Innovation is the result of taking big leaps, but failure is often the downside of taking those leaps. While media profiles on successful companies have long celebrated how business encourages creative risks and embraces the possibility of failure — from the battle-tested CEO to the front line worker — without penalty, we wondered if this was a myth, especially in today's tough economy.
So Incubator asked business leaders, Tony Chapman, CEO of Capital C, a Toronto communications and advertising company, Charles Plant, Managing Director of the Market Readiness Program for entrepreneurs at MaRS, and Naeem 'Nick' Noorani, founder and publisher of Canadian Immigrant magazine, a series of tough questions about risk and failure.
Is failure necessary?
"The only way you're going to grow your business is innovation," says Tony Chapman. "If you're going to have an innovative culture, you must understand that that comes with the acceptance of failure. Innovation comes with a lot of mistakes."
"You need a culture that allows failure for success because without it, people become anti-failure," says Charles Plant. "Trying different things is the act of innovation. If you fail 14 times, hopefully you're going to succeed on the 15th try. Without failure, we're not going to be driving and growing the economy."
"Canadian Immigrant magazine was my 17th entrepreneurial venture," says Nick Noorani. "The other 16 were lessons in how to do it right!"
Myth or reality?
"Everybody in theory embraces the concept of failure and risk but if the person at the helm is purely financially driven, there really isn't a lot of tolerance for risk" says Chapman, who says the tolerance for failure in his own company is incredibly high. "We're in the business of creativity so our profitability is based on being able to deliver big ideas that work. The cost of that is that some jobs are just not going to make money. Nobody is penalized for that because collectively, we all share in the success of the business."
Plant says that acceptance of failure is a cultural problem in Canada in that we tend not to reward the people who have failed. "We tend to punish people who fail whereas in Silicon Valley, they tend to reward people who have failed because they've learned lessons and can gain from that failure.

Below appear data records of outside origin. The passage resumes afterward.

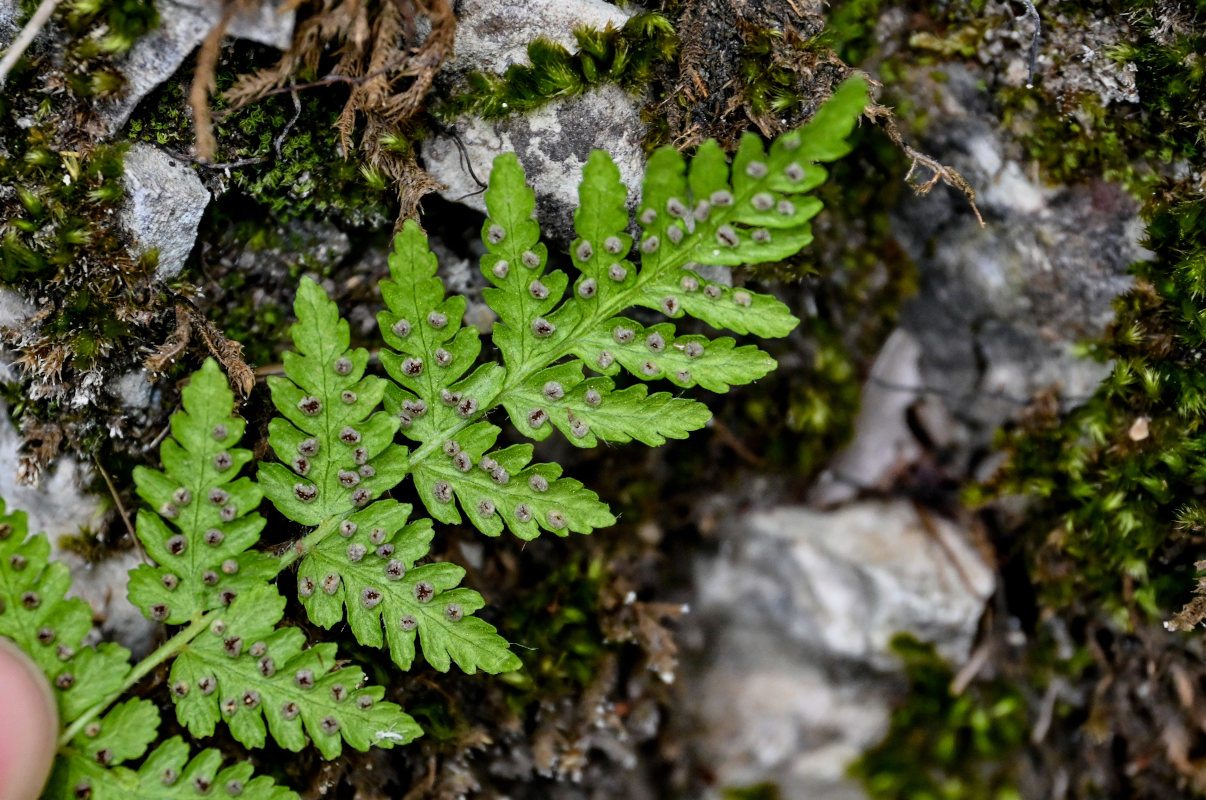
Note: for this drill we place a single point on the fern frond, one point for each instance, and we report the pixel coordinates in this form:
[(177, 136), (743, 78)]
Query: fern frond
[(168, 774), (340, 457), (435, 406), (36, 614), (205, 517), (335, 454), (710, 214), (372, 571), (245, 671)]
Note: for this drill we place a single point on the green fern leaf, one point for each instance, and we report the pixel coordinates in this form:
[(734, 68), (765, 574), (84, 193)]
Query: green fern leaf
[(435, 406), (121, 735), (367, 567), (168, 774), (41, 620), (205, 519), (713, 214), (370, 568), (245, 671), (339, 455)]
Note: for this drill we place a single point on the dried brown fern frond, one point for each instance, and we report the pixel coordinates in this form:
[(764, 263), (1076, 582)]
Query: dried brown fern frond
[(373, 46)]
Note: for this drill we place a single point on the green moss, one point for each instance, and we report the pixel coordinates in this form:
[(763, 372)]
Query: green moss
[(946, 747), (558, 623), (757, 792), (772, 66), (286, 161)]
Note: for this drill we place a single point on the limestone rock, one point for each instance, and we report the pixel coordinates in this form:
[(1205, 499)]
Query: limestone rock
[(554, 141), (59, 507), (846, 582), (1001, 309), (493, 34), (164, 204), (882, 441), (182, 25), (791, 676), (9, 24)]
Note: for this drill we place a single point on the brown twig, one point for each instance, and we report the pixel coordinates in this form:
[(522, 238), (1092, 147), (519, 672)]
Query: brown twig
[(121, 509), (948, 175), (25, 38)]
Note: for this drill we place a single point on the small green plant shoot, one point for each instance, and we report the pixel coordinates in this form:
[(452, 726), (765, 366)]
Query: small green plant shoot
[(344, 441)]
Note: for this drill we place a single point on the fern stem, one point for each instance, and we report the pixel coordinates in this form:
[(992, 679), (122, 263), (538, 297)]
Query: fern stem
[(168, 649), (306, 543)]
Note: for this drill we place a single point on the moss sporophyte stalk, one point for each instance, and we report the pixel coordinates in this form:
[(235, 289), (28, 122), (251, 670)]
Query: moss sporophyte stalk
[(344, 439)]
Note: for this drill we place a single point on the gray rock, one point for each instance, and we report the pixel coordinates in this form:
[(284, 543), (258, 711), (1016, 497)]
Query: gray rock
[(495, 34), (883, 443), (552, 142), (1002, 309), (164, 204), (552, 145), (846, 582), (59, 506), (791, 676), (182, 25), (9, 24)]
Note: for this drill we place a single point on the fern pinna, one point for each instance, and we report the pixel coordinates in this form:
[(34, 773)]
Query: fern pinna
[(344, 441)]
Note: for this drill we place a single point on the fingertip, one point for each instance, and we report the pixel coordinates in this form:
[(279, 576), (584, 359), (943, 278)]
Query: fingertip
[(28, 740)]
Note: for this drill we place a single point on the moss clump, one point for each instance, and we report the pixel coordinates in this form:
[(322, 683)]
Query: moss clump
[(946, 747), (1119, 478), (1075, 135)]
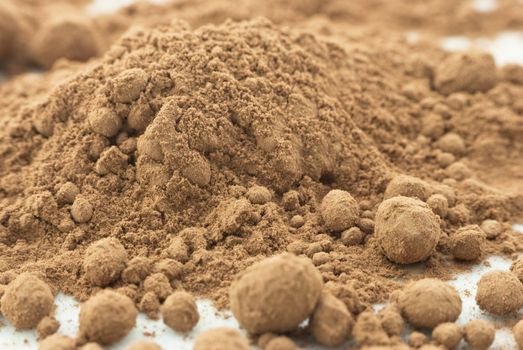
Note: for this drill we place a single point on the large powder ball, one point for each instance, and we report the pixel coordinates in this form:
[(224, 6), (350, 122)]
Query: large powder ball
[(276, 294), (179, 311), (467, 243), (104, 261), (339, 210), (429, 302), (469, 72), (331, 323), (70, 38), (221, 339), (107, 317), (500, 293), (407, 229), (26, 301), (407, 186), (479, 334)]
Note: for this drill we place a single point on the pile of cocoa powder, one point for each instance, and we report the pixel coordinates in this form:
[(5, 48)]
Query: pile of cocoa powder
[(194, 147)]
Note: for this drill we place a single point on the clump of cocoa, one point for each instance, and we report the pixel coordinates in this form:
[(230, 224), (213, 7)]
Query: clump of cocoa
[(276, 294)]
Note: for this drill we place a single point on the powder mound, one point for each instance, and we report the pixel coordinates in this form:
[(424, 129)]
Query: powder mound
[(428, 302), (104, 261), (221, 339), (407, 229), (330, 323), (107, 317), (179, 311), (499, 292), (479, 334), (339, 210), (276, 294), (26, 301), (470, 72)]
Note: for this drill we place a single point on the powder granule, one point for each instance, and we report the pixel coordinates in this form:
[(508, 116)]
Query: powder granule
[(107, 317), (179, 311), (429, 302), (479, 334), (26, 301), (276, 294), (221, 339), (499, 292), (407, 229)]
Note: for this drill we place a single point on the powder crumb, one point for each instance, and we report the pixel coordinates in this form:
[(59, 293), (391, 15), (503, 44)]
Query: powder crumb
[(26, 301), (107, 317), (276, 294), (499, 292), (429, 302), (448, 334), (479, 334), (179, 311), (104, 261), (330, 322), (221, 339), (47, 326)]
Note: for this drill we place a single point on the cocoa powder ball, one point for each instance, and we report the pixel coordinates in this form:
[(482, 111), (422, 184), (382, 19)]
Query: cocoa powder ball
[(407, 186), (339, 210), (107, 317), (69, 38), (26, 301), (429, 302), (104, 261), (331, 323), (221, 339), (276, 294), (467, 243), (407, 229), (179, 311), (500, 293), (448, 334), (479, 334)]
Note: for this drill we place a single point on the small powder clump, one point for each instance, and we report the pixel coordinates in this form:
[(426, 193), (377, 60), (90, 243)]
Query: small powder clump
[(448, 334), (57, 342), (339, 210), (179, 311), (107, 317), (429, 302), (104, 261), (500, 293), (221, 339), (479, 334), (276, 294), (407, 229), (26, 301), (467, 243), (330, 323)]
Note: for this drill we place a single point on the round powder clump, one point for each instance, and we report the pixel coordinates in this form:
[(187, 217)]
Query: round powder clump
[(179, 311), (57, 342), (500, 293), (107, 317), (479, 334), (339, 210), (70, 38), (331, 322), (104, 261), (447, 334), (467, 243), (26, 300), (221, 339), (276, 294), (407, 186), (407, 229), (429, 302)]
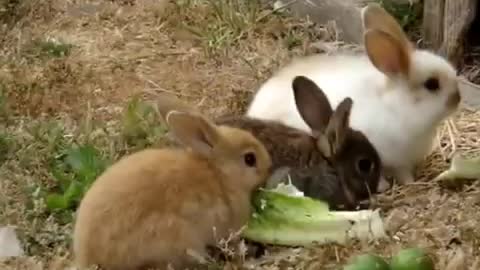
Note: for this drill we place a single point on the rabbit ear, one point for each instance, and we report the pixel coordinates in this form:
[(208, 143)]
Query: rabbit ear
[(311, 102), (168, 102), (386, 53), (376, 17), (332, 140), (194, 131)]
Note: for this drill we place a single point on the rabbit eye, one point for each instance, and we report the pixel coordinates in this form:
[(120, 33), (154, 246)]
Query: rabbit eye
[(250, 159), (364, 165), (432, 84)]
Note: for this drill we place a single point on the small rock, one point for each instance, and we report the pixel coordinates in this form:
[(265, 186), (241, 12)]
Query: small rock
[(457, 260), (9, 243)]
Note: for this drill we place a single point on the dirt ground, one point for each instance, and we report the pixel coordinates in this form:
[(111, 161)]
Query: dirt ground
[(70, 69)]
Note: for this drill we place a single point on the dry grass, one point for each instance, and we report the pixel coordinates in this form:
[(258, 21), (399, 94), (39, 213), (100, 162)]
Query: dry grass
[(69, 68)]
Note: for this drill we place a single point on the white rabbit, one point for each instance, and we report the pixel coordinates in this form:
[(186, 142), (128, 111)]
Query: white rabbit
[(400, 93)]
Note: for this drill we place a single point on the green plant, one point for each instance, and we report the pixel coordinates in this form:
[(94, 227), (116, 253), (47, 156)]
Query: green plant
[(284, 216), (229, 21), (408, 15), (140, 124), (49, 48), (74, 172)]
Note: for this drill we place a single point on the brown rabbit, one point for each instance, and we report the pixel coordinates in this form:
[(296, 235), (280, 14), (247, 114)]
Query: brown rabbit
[(335, 163), (153, 207)]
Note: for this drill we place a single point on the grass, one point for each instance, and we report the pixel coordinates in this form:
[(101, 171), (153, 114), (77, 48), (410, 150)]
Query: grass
[(77, 92), (408, 15)]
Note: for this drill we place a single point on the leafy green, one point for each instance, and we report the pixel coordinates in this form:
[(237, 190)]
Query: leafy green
[(284, 219)]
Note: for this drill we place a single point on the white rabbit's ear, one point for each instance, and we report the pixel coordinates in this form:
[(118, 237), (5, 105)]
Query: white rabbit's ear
[(386, 53), (311, 102), (194, 131), (376, 17)]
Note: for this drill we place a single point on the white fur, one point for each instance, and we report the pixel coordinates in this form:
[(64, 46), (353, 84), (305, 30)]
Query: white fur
[(399, 117)]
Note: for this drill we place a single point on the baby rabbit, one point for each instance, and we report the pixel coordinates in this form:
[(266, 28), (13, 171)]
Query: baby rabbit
[(401, 94), (335, 163), (153, 207)]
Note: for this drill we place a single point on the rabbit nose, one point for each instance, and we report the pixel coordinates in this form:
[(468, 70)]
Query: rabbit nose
[(454, 98), (383, 184)]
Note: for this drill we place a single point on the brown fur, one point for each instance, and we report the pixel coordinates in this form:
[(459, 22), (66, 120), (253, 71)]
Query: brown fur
[(150, 207), (324, 164)]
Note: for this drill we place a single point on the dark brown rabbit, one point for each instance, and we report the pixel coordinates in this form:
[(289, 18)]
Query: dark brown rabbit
[(335, 163)]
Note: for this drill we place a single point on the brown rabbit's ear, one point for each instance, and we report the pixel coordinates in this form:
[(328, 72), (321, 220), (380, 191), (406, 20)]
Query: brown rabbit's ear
[(333, 139), (376, 17), (168, 102), (386, 53), (311, 102), (194, 131)]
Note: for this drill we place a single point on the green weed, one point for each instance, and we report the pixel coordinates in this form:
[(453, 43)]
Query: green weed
[(49, 48), (140, 124), (74, 173), (229, 21), (406, 14)]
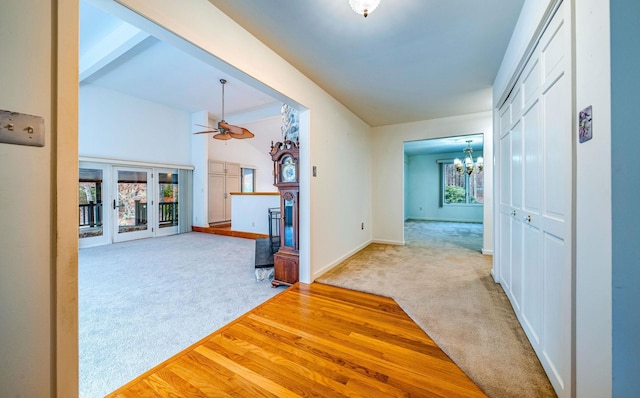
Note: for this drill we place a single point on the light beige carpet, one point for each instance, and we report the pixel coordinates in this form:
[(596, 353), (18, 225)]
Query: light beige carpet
[(443, 282)]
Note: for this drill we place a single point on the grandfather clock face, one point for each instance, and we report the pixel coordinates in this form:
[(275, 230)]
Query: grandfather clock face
[(287, 170)]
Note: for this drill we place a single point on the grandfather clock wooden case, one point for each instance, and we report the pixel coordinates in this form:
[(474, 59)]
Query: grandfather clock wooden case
[(286, 177)]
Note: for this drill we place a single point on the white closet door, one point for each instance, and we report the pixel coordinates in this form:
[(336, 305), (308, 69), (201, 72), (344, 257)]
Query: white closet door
[(535, 177), (555, 218)]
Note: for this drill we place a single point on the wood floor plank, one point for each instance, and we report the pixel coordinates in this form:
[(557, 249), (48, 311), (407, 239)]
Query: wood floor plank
[(311, 340)]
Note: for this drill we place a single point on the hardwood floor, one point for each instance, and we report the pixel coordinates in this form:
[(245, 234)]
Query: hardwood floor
[(311, 340), (227, 231)]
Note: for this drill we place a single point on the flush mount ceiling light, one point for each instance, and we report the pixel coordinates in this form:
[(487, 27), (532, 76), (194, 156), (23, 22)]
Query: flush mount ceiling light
[(364, 7)]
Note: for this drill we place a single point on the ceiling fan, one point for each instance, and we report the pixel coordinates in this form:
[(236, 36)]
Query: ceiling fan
[(226, 131)]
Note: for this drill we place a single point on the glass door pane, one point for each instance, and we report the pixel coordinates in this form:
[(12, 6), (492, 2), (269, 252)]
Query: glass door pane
[(133, 218), (90, 203), (167, 202)]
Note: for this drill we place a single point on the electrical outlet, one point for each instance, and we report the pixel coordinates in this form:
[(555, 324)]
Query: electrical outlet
[(21, 129)]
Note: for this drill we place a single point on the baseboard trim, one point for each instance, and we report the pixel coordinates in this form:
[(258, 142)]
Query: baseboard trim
[(335, 263), (388, 242)]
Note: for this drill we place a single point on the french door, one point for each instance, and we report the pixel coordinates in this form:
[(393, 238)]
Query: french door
[(132, 204)]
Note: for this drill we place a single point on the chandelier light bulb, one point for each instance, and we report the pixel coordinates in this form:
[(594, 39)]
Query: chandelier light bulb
[(468, 166), (364, 7)]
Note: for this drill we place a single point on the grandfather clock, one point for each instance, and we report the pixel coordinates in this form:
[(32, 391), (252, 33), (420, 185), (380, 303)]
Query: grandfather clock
[(286, 177)]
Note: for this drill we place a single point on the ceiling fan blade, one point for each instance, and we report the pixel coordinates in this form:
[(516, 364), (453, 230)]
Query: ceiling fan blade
[(207, 132), (222, 136), (236, 131)]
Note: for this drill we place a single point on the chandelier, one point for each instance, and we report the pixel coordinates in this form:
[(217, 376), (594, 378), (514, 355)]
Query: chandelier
[(364, 7), (468, 166)]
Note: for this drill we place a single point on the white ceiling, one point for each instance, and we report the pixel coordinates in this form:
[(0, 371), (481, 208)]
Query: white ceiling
[(409, 60)]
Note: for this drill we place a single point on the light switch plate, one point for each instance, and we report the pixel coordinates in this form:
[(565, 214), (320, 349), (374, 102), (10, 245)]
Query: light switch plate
[(21, 129)]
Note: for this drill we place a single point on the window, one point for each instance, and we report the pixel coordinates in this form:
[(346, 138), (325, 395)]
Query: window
[(90, 202), (461, 188), (248, 181)]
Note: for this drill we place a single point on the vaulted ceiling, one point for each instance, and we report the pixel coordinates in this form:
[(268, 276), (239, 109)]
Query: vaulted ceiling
[(409, 60)]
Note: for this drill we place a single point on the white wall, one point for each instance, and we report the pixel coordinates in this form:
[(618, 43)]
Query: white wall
[(593, 183), (250, 213), (533, 11), (117, 126), (424, 191), (388, 165), (593, 203), (338, 204), (253, 152)]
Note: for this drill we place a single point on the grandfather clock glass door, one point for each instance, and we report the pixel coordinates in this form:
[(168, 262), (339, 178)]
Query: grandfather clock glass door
[(289, 221), (285, 165)]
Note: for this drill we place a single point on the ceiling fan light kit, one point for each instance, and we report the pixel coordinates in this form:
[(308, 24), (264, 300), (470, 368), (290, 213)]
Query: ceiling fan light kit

"There are measurement benchmarks that we can't get away from, depending on the business," says Noorani. "But we need to give people the opportunity to be creative and therefore, allow them to fail.'
Is there a permissible way to fail?
Everyone agrees that the key to successful failure is doing it in a sensible manner to protect against the downside. The trick to successful failures is to know when to quit.
"I think you have to quickly acknowledge when something is a failure and have a back up plan of what you're going to do," says Plant. "Don't keep flogging a dead horse."
According to Chapman, there are two types of failure in his company: external and internal. The most punitive is external where they've failed in the eyes of their client because it's not only lost revenue, but loss of reputation and confidence as well. In that case, the best way is to handle it with transparency and honesty with the client and to talk about solutions to make sure it won't happen again. Internally, Chapman says that they've put a process in place to mitigate and isolate failures. Each step along the way, they evaluate so they can course correct if needed. Then, if they have to abandon something, they're not months down the road.